Search code examples
pythonnumpyregressionleast-squares

Can't figure out how to print the least squares error


I wrote some code to find the best fitting line for a couple of data points using the analytical solution to least squares. Now I would like to print the error between the actual data and my estimated line, but I have no idea how to compute it. Here is my code:

import numpy as np
import matplotlib.pyplot as plt

A = np.array(((0,1),
             (1,1),
             (2,1),
             (3,1)))

b = np.array((1,2,0,3), ndmin = 2 ).T

xstar = np.matmul( np.matmul( np.linalg.inv( np.matmul(A.T, A) ), A.T), b)

print(xstar)

plt.scatter(A.T[0], b)
u = np.linspace(0,3,20)
plt.plot(u, u * xstar[0] + xstar[1], 'b-')

Solution

  • You have already plotted the predictions from the linear regression.

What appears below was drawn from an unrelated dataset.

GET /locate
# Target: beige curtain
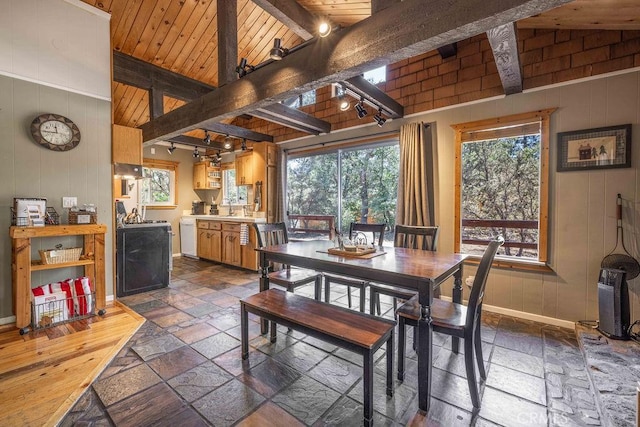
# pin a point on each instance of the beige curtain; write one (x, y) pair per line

So from the value of the prediction, you can calculate the "sum of square errors (SSE)" or the "mean square error (MSE)" as follows:

    y_prediction = u * xstar[0] + xstar[1]
    SSE = np.sum(np.square(y_prediction - b))
    MSE = np.mean(np.square(y_prediction - b))
    print(SSE)
    print(MSE)
    

    An aside note. You might want to use np.linalg.pinv as that is a more numerically stable matrix inverse operator.